Thanks to Dewi Eirig Jones (@djones7774) for directing me to Click on Wales, the IWA site, where I found this article. Nothing breathtaking or groundbreaking in the piece itself, but what really interested me was that it was written by a Professor Paul Milbourne, who is ‘Director of the Wales Rural Observatory at Cardiff University’. I must confess that, despite the Wales Rural Observatory being in existence since September 2003, I’d never heard of it. Intrigued, and wanting to learn more, I went to the Observatory website.
The WRO is split between Cardiff and Aberystwyth. (Well, Cardiff’s not that rural, is it?) And naturally I wanted to find out what it does, so I was grateful for this on the ‘Overview’ page:
“The Wales Rural Observatory undertakes independent research and analysis on social and economic issues in rural Wales. It is funded by the Welsh Assembly Government to support evidence-based rural policy-making in Wales.
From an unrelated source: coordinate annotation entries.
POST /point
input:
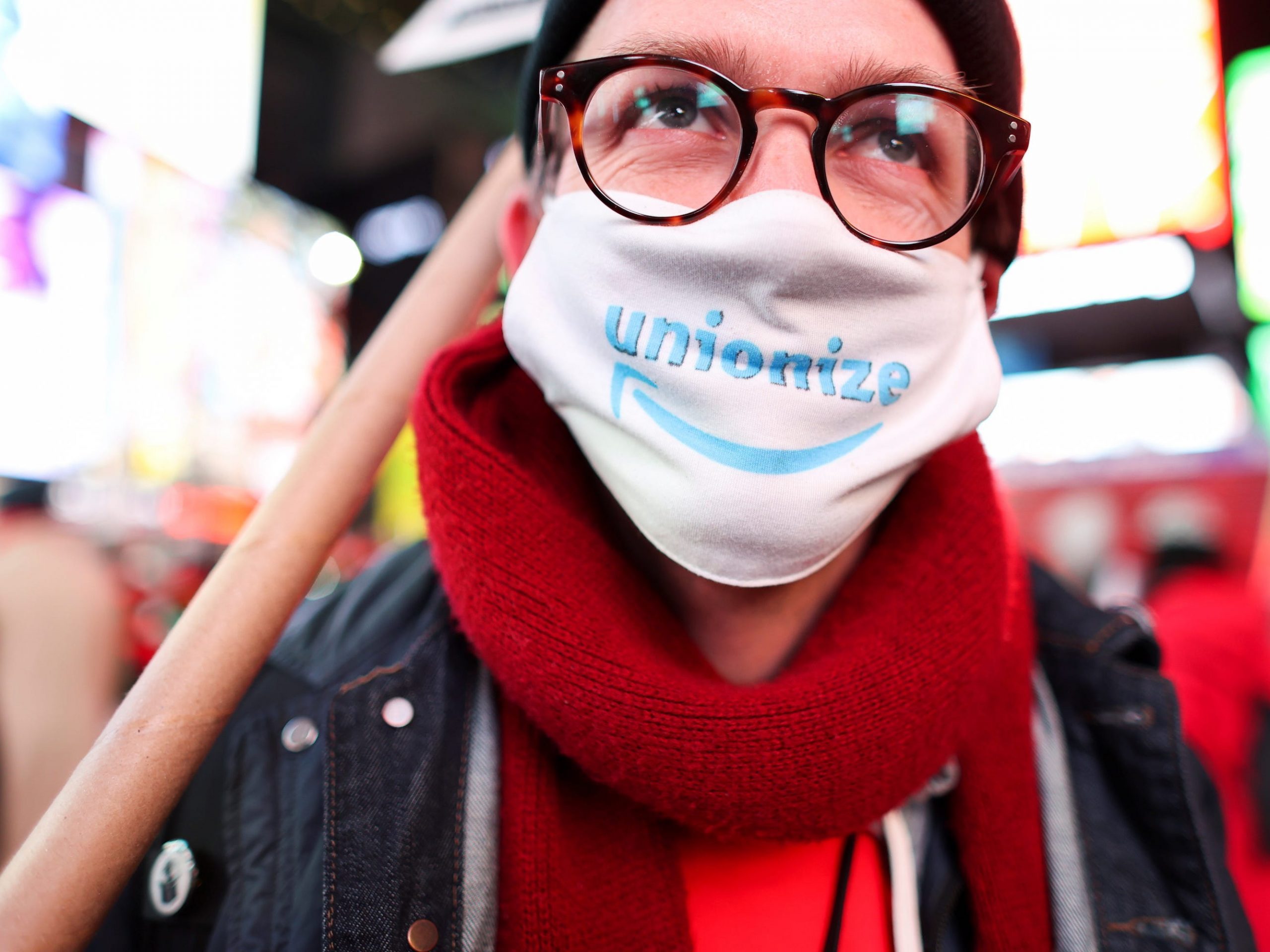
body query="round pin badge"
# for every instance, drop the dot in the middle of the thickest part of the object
(172, 878)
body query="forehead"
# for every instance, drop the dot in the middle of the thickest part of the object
(821, 46)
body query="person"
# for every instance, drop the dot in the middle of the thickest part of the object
(1212, 625)
(722, 639)
(60, 655)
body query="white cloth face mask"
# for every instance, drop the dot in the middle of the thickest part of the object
(754, 388)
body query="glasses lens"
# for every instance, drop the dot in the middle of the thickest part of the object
(659, 140)
(903, 167)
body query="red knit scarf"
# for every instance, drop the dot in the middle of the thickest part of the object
(614, 726)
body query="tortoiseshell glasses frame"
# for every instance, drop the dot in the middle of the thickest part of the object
(1003, 136)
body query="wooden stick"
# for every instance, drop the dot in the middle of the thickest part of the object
(65, 878)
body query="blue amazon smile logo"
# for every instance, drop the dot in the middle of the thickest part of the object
(738, 456)
(743, 361)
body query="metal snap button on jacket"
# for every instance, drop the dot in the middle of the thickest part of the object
(423, 936)
(172, 878)
(299, 734)
(398, 713)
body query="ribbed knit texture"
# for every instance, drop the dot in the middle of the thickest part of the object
(614, 725)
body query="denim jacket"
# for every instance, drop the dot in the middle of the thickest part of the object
(321, 821)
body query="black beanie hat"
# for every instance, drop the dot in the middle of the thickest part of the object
(980, 32)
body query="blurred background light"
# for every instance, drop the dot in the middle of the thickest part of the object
(447, 31)
(1184, 405)
(1159, 267)
(1248, 116)
(400, 230)
(1109, 160)
(181, 80)
(334, 259)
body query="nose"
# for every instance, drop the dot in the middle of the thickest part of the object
(783, 155)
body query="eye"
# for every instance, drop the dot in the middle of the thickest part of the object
(897, 149)
(675, 108)
(671, 110)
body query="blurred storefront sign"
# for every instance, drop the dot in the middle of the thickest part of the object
(178, 80)
(1248, 116)
(447, 31)
(1109, 158)
(1104, 466)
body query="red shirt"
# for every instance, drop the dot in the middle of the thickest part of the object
(761, 895)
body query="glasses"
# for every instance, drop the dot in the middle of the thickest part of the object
(665, 141)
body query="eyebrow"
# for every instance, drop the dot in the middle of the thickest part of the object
(738, 65)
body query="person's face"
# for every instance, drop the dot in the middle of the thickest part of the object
(820, 46)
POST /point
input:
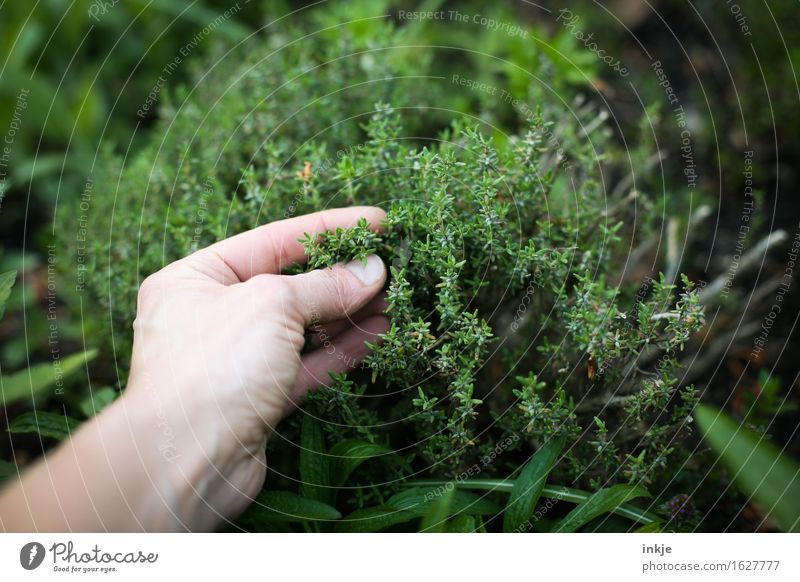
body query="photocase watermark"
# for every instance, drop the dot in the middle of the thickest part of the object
(760, 342)
(170, 68)
(53, 341)
(31, 555)
(492, 24)
(200, 213)
(65, 558)
(20, 105)
(744, 223)
(741, 19)
(570, 22)
(168, 447)
(547, 135)
(686, 148)
(474, 470)
(81, 236)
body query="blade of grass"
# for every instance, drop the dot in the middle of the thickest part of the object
(528, 487)
(549, 491)
(760, 469)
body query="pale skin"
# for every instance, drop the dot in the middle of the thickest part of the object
(216, 365)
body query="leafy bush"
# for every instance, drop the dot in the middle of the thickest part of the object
(513, 323)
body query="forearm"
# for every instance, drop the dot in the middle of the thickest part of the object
(114, 474)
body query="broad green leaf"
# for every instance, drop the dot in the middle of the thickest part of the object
(34, 381)
(97, 400)
(558, 492)
(314, 463)
(418, 501)
(412, 504)
(47, 424)
(347, 455)
(528, 486)
(604, 501)
(462, 523)
(758, 467)
(7, 470)
(435, 519)
(285, 506)
(6, 283)
(374, 519)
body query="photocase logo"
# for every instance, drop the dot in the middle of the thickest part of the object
(31, 555)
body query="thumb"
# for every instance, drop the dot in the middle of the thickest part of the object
(331, 294)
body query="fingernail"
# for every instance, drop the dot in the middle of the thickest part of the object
(368, 273)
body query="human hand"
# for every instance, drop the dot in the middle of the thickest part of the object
(216, 364)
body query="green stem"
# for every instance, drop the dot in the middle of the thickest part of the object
(550, 491)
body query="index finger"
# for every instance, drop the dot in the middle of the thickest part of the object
(271, 248)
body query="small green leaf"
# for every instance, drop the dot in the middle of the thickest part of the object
(347, 455)
(285, 506)
(435, 519)
(604, 501)
(97, 400)
(528, 487)
(33, 381)
(314, 463)
(374, 519)
(6, 283)
(758, 467)
(47, 424)
(7, 470)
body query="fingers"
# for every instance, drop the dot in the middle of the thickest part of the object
(326, 295)
(324, 332)
(343, 354)
(269, 249)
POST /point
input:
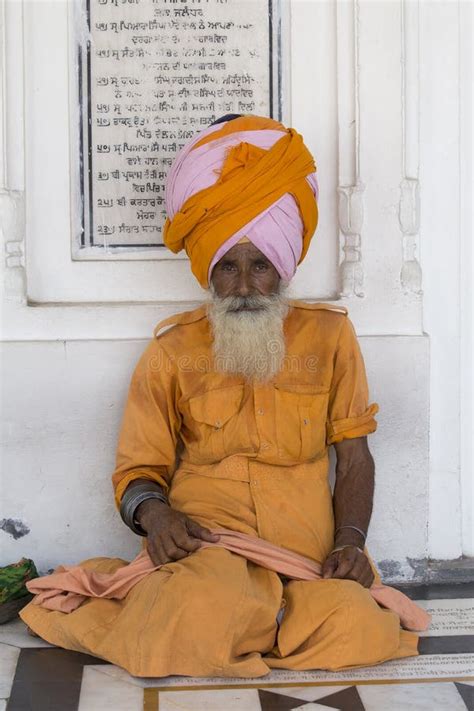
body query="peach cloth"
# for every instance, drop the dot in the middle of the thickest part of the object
(252, 458)
(249, 176)
(68, 587)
The Observatory is operated by a team of specialist rural researchers based in the School for City and Regional Planning, Cardiff University and the Institute of Geography and Earth Sciences, Aberystwyth University.”
I suppose I could be pedantic and point out that it has officially been the Welsh Government (not the Welsh Assembly Government) for well over a year now. Later on the same page I came across the section below. (Readers concerned with cultural identity and related factors may be worried by their apparent omission.)
“The Observatory is focusing its activities around the following five broad themes: Rural Economy and Employment; Environment, Sustainability and Land-use Planning; Social Inclusion and Exclusion; Housing and Service Provision; Society and Community.”
Moving on, I next came to the ‘People‘ page, where I learnt more about Prof. Milbourne and his team. For example, I learnt, of Prof. Milbourne, that “His research specialisms include rural social exclusion, housing and homelessness in rural areas, social change and conflict in the countryside, and the rural environment.” ‘Social exclusion’, ‘homelessness’ – doesn’t this sound like the bollocks we hear to justify building thousands of social housing units for English indigents? I also learnt that,“Paul has been awarded grants and contracts totalling £2 million to undertake research on a broad range of rural topics . . .” So there’s serious money in this bollocks, then.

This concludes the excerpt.